Der Börsen-TagInflation beschert Italien Mehreinnahmen
Das italienische Staatsdefizit ist vor der erwarteten Regierungsübernahme durch das Rechtsbündnis um die Postfaschistin Georgia Meloni gesunken. Der Fehlbetrag schrumpfte im ersten Halbjahr auf 6,0 Prozent des Bruttoinlandsprodukts, wie das Statistikamt Istat mitteilt. Mitte 2021 hatte das Defizit noch 10,0 Prozent betragen. Die Verringerung geht auf stark steigende Einnahmen zurück, da etwa das Aufkommen aus der Mehrwertsteuer wegen der stark steigenden Preise zugenommen hat. Zugleich wurden aber auch staatliche Hilfen reduziert, die wegen der Corona-Pandemie eingeführt worden waren. Insgesamt stiegen die Staatseinnahmen in der ersten Jahreshälfte um 9,3 Prozent, während die öffentlichen Ausgaben nur um 0,9 Prozent zunahmen. Die scheidende Regierung von Ministerpräsident Mario Draghi strebt für das Gesamtjahr ein Defizit von 5,1 Prozent an, nach 7,2 Prozent im vergangenen Jahr.

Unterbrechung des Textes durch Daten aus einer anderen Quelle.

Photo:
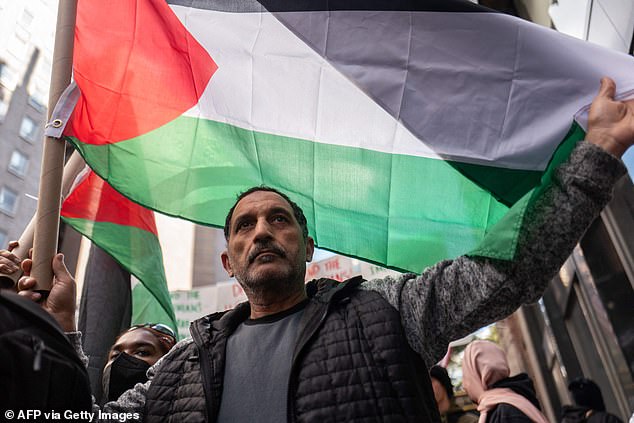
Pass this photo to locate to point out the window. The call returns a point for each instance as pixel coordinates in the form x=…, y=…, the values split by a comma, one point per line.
x=4, y=107
x=8, y=200
x=8, y=77
x=38, y=96
x=28, y=129
x=26, y=19
x=18, y=163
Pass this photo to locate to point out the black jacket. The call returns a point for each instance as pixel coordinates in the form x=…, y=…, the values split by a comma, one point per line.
x=506, y=413
x=347, y=332
x=577, y=414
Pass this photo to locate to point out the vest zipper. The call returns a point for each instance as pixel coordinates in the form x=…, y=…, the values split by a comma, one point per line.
x=205, y=370
x=38, y=347
x=291, y=380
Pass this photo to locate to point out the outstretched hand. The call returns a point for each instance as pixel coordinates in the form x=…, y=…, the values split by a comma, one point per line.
x=60, y=302
x=611, y=122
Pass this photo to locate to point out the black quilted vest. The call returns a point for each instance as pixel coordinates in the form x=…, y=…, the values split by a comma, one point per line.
x=351, y=364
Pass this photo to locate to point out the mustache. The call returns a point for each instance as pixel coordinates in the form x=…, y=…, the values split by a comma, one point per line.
x=266, y=247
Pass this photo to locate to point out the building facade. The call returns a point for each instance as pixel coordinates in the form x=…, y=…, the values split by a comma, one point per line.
x=584, y=324
x=27, y=31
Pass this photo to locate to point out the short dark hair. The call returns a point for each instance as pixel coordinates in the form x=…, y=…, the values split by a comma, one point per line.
x=297, y=211
x=587, y=393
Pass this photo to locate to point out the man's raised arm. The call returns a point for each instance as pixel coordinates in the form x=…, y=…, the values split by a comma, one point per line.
x=456, y=297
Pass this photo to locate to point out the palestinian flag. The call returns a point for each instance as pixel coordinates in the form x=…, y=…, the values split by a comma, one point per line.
x=404, y=129
x=127, y=232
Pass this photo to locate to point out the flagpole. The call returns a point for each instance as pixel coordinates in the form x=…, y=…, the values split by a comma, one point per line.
x=49, y=198
x=72, y=168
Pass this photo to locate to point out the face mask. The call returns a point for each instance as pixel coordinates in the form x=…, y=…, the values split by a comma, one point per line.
x=122, y=374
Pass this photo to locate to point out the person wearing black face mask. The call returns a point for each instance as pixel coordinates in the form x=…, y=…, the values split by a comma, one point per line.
x=134, y=351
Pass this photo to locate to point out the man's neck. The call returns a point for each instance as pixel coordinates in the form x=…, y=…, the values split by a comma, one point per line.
x=261, y=307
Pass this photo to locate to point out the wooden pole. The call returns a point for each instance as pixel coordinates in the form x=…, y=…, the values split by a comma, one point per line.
x=49, y=197
x=73, y=167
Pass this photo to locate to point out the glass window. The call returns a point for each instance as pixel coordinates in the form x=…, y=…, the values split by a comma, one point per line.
x=18, y=163
x=8, y=200
x=4, y=108
x=8, y=77
x=38, y=97
x=28, y=129
x=26, y=19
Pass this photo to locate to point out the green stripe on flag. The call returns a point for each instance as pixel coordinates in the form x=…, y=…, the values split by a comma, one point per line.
x=360, y=196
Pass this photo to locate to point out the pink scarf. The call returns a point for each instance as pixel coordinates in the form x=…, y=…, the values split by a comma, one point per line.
x=483, y=364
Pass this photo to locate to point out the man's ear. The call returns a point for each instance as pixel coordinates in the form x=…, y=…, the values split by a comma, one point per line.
x=226, y=263
x=310, y=248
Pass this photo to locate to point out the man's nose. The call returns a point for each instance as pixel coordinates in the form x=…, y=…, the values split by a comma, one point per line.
x=262, y=230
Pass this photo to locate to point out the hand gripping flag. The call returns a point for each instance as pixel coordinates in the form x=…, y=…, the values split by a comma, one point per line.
x=405, y=129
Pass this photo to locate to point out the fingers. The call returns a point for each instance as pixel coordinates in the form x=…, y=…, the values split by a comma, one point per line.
x=607, y=88
x=27, y=264
x=7, y=267
x=13, y=245
x=59, y=269
x=9, y=263
x=25, y=285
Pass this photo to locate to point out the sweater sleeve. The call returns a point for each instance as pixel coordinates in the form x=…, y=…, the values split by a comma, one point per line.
x=456, y=297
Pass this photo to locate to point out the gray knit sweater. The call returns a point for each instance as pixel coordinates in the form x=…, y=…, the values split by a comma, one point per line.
x=456, y=297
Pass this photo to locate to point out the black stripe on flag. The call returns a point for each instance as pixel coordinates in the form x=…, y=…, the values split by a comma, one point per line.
x=252, y=6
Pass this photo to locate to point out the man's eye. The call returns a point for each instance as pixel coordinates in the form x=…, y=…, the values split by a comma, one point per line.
x=243, y=225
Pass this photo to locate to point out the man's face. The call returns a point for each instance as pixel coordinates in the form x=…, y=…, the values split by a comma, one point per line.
x=266, y=249
x=138, y=343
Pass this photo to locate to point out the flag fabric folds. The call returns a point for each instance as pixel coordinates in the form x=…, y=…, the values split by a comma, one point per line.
x=127, y=232
x=406, y=130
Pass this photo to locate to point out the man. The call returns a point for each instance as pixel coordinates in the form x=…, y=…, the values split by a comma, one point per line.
x=589, y=406
x=354, y=351
x=450, y=412
x=132, y=354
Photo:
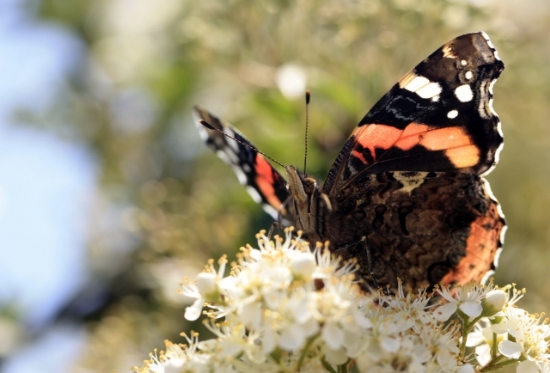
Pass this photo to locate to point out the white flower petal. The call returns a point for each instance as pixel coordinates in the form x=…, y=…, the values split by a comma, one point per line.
x=483, y=354
x=333, y=335
x=494, y=302
x=303, y=264
x=390, y=344
x=206, y=283
x=361, y=318
x=193, y=312
x=292, y=338
x=466, y=368
x=310, y=327
x=336, y=356
x=510, y=349
x=500, y=328
x=269, y=340
x=471, y=309
x=445, y=311
x=251, y=315
x=527, y=366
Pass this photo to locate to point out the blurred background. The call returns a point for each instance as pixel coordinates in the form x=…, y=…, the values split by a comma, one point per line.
x=108, y=197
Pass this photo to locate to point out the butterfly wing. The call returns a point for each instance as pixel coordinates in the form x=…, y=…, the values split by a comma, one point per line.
x=263, y=182
x=438, y=117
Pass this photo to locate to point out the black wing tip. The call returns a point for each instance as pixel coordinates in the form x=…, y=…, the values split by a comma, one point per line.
x=207, y=125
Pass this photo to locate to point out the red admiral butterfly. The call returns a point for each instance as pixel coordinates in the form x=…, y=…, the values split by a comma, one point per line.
x=406, y=195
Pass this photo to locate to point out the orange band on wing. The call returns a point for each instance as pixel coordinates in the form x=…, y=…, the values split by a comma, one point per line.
x=265, y=182
x=481, y=247
x=456, y=143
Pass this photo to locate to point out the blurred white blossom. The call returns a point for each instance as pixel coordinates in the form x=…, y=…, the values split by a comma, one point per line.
x=286, y=308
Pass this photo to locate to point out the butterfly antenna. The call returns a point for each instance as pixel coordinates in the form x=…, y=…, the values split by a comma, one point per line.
x=210, y=127
x=308, y=96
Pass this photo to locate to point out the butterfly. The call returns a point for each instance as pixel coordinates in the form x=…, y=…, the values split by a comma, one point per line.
x=406, y=196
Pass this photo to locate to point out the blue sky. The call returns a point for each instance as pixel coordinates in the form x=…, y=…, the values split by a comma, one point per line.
x=46, y=185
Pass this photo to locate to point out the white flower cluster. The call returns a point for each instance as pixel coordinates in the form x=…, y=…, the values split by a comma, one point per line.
x=284, y=308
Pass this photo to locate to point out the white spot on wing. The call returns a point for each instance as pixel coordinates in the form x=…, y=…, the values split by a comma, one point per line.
x=255, y=195
x=464, y=93
x=417, y=83
x=452, y=114
x=490, y=44
x=491, y=85
x=487, y=276
x=410, y=180
x=430, y=90
x=271, y=211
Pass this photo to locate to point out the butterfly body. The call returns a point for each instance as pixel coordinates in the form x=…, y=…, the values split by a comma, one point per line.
x=406, y=195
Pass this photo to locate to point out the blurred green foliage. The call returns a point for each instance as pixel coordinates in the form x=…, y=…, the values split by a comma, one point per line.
x=147, y=63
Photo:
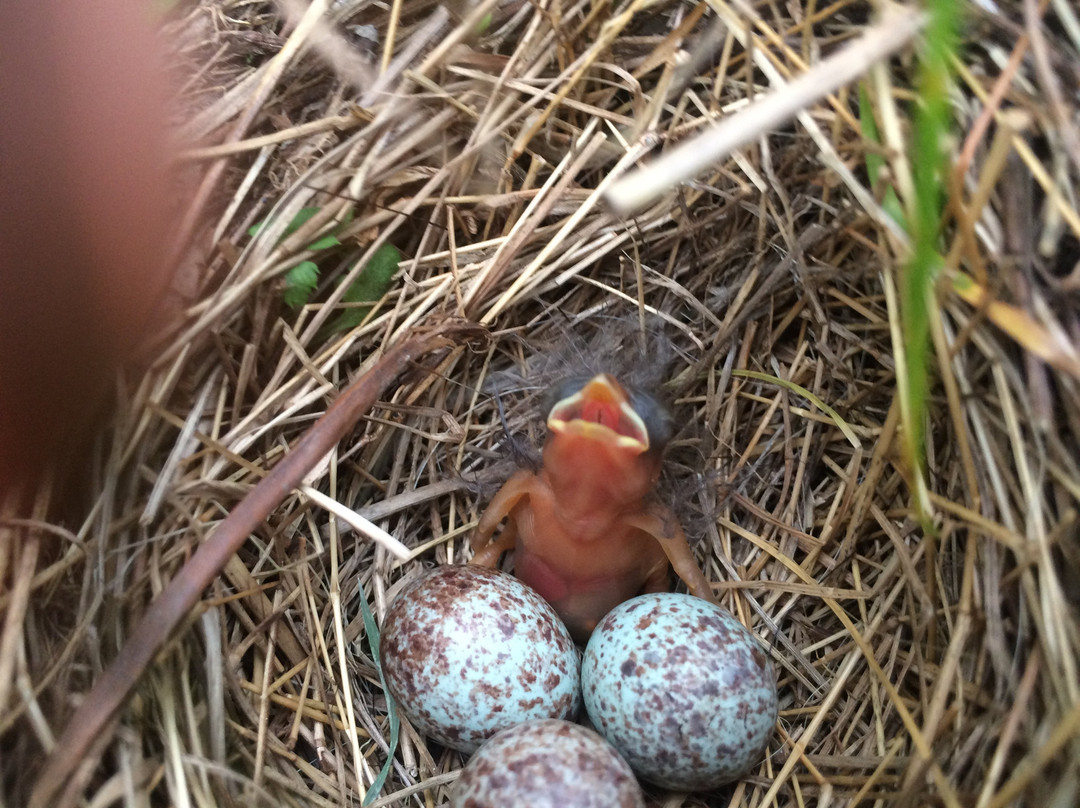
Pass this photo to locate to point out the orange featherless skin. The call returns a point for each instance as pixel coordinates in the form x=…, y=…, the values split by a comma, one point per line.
x=585, y=529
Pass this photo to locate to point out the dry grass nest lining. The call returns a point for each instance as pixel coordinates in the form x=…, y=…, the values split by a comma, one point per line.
x=915, y=668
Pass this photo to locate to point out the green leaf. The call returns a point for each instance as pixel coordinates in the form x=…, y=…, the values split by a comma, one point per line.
x=373, y=640
x=374, y=281
x=300, y=281
x=875, y=163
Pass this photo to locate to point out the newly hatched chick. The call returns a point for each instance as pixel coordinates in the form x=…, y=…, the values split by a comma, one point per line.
x=586, y=529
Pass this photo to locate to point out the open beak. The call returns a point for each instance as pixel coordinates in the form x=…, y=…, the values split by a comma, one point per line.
x=601, y=411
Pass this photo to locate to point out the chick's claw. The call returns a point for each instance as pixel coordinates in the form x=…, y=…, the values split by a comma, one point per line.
x=585, y=530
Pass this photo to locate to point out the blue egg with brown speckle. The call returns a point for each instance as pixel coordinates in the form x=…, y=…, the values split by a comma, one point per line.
x=682, y=689
x=468, y=651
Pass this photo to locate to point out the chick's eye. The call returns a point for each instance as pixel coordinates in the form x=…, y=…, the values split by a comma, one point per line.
x=658, y=420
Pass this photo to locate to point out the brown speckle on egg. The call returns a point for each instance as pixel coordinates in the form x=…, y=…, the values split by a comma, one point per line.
x=547, y=764
x=691, y=703
x=468, y=651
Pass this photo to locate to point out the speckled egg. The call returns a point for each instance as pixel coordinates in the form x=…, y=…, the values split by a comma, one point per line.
x=682, y=689
x=468, y=651
x=547, y=764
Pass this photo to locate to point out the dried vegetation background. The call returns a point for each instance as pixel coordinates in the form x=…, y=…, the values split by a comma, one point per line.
x=920, y=662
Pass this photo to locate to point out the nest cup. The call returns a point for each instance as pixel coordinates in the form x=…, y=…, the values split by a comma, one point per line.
x=918, y=603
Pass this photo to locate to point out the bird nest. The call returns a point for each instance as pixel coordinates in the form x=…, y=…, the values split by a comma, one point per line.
x=910, y=568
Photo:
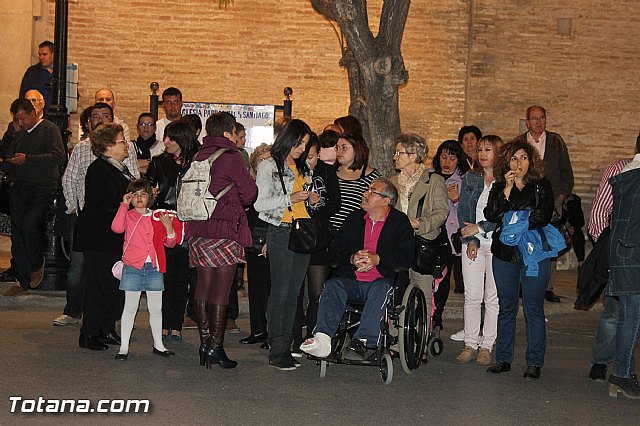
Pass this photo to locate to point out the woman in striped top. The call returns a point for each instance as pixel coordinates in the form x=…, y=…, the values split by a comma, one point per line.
x=354, y=175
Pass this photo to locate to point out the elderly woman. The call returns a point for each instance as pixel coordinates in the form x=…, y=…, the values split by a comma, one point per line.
x=450, y=164
x=105, y=184
x=417, y=186
x=519, y=185
x=476, y=231
x=163, y=173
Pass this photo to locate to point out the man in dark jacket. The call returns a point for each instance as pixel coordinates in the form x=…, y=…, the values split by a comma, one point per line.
x=38, y=76
x=33, y=161
x=369, y=246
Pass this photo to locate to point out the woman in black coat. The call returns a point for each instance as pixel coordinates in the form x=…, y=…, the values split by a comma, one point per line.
x=105, y=184
x=324, y=182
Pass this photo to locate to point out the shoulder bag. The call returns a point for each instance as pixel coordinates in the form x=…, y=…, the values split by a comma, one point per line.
x=308, y=235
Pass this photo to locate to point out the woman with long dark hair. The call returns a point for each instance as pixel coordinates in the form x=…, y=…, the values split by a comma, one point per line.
x=279, y=207
x=324, y=182
x=520, y=185
x=216, y=245
x=450, y=164
x=163, y=173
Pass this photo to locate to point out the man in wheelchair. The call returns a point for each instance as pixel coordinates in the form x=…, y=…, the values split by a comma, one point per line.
x=371, y=243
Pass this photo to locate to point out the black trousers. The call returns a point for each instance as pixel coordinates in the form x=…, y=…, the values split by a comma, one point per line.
x=259, y=287
x=29, y=208
x=176, y=287
x=103, y=301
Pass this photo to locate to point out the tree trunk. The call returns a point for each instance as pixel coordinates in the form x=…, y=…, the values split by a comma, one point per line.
x=375, y=68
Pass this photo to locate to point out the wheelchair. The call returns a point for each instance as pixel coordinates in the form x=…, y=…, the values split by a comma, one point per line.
x=406, y=324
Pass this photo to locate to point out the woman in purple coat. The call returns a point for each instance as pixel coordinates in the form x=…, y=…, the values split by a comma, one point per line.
x=216, y=245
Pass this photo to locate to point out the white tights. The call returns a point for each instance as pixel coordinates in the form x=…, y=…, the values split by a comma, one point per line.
x=131, y=303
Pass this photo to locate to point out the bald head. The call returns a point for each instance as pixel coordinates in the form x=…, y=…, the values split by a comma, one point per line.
x=35, y=97
x=106, y=96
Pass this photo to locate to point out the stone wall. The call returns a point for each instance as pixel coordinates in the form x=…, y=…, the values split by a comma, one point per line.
x=469, y=61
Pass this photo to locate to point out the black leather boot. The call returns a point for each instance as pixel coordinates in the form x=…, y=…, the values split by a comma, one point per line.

Italien ist das nach Griechenland am stärksten verschuldete Euro-Land. Die Verbindlichkeiten machen etwa 150 Prozent der Wirtschaftsleistung aus. Zum Vergleich: In Deutschland sind es nur knapp 70 Prozent. An den Finanzmärkten wird die Entwicklung daher genau verfolgt. Meloni - die aus der Parlamentswahl Ende September als Siegerin hervorgegangen ist und daher die erste Frau an der Spitze einer italienischen Regierung werden könnte - hatte ebenso wie die politische Konkurrenz teure Wahlkampfversprechen gemacht.